A main component of metagenomic analysis is to figure out what the organisms in your sample are actually doing. There are many ways to do this, but one common and straightforward approach is to query a specific set of known sequences that have an associated function, or can be related to a series of functions. Examples of different approaches are:
- Gene Prediction: This almost always requires an assembled sequence, which metagenomic datasets do not guarantee, though for novel genes/organisms this is often a must. MGRAST is a popular tool, but there are many others.
- Marker Gene Associated Functional Inference: Very useful for targeted metagenomics. Can extrapolate function if an associated gene is present. PiCRUST is a good (and locally sourced) software package for this.

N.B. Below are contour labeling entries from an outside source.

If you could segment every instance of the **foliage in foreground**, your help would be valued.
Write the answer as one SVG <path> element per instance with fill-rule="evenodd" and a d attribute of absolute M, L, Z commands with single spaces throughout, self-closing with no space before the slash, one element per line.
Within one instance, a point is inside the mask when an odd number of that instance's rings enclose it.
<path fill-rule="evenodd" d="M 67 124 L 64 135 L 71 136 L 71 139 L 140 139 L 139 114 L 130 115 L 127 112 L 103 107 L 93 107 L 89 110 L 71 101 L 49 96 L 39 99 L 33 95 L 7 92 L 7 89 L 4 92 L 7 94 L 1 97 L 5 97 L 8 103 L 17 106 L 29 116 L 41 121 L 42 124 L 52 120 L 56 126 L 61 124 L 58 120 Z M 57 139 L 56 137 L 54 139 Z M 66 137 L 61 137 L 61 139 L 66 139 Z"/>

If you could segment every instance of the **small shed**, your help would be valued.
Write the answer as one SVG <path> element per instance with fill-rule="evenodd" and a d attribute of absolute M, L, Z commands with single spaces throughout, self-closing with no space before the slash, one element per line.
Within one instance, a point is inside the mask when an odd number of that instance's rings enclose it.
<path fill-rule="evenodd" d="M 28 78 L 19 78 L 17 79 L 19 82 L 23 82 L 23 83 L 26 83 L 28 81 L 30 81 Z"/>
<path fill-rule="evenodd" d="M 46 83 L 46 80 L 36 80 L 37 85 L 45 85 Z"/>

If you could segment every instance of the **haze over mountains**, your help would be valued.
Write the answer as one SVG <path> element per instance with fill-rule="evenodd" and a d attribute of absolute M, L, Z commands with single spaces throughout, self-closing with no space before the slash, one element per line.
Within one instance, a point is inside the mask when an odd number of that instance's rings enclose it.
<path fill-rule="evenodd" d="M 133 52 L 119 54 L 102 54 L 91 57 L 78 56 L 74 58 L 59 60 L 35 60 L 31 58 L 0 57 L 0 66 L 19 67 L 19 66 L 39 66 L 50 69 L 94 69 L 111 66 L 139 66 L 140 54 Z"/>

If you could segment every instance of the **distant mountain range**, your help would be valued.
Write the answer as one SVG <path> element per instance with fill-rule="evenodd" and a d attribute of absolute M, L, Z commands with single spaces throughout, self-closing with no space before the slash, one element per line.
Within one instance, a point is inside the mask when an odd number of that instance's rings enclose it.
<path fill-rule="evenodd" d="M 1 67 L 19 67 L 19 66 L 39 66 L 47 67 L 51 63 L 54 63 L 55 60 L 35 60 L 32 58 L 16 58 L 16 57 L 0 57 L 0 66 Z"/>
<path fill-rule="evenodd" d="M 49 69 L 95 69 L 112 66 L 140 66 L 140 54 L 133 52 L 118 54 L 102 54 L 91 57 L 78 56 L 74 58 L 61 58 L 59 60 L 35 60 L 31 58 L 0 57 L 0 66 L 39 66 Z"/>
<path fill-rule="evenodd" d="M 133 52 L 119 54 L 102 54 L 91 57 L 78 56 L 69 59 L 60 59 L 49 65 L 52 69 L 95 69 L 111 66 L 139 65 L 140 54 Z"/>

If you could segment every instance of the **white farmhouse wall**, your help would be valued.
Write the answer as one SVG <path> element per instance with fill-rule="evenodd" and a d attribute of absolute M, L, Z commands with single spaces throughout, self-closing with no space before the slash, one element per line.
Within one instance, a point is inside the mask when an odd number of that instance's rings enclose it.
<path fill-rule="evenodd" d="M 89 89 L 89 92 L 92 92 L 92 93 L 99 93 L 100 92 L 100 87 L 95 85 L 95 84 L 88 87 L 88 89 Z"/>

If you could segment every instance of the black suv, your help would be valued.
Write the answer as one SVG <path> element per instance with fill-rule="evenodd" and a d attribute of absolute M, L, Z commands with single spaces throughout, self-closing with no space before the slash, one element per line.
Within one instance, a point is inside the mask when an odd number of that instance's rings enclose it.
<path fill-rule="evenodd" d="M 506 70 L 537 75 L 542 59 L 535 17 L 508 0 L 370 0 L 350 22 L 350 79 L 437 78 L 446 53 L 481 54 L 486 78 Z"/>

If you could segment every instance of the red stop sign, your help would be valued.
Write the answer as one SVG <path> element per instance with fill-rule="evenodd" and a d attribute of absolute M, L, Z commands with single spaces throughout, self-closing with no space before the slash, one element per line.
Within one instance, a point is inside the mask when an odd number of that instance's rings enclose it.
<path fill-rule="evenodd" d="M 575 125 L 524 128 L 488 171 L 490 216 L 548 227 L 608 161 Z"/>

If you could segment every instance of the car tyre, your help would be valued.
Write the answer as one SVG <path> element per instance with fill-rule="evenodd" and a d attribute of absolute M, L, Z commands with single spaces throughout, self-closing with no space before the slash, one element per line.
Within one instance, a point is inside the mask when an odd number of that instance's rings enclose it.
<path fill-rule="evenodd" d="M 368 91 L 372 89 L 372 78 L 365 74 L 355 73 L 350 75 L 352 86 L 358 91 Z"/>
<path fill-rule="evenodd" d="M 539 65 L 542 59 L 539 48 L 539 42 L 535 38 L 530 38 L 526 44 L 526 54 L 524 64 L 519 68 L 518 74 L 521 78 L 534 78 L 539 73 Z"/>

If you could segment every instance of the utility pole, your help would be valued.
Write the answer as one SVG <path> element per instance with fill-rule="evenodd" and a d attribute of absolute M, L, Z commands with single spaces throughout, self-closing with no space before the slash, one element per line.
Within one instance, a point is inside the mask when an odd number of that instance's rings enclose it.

- Marker Gene Analysis: The quickest/most straightforward approach – search your reads against a database of known genes with known function. HUMAnN2 is a good software package to use, though MEGAN6 is also popular.
Overview
- Obtain/compile functional database
- Query reads against database
- Assign function to your sample
HUMAnN2
HUMAnN is a pipeline for efficiently and accurately profiling the presence/absence and abundance of microbial pathways in a community from metagenomic or metatranscriptomic sequencing data (typically millions of short DNA/RNA reads). This process, referred to as functional profiling, aims to describe the metabolic potential of a microbial community and its members. More generally, functional profiling answers the question “What are the microbes in my community-of-interest doing (or capable of doing)?”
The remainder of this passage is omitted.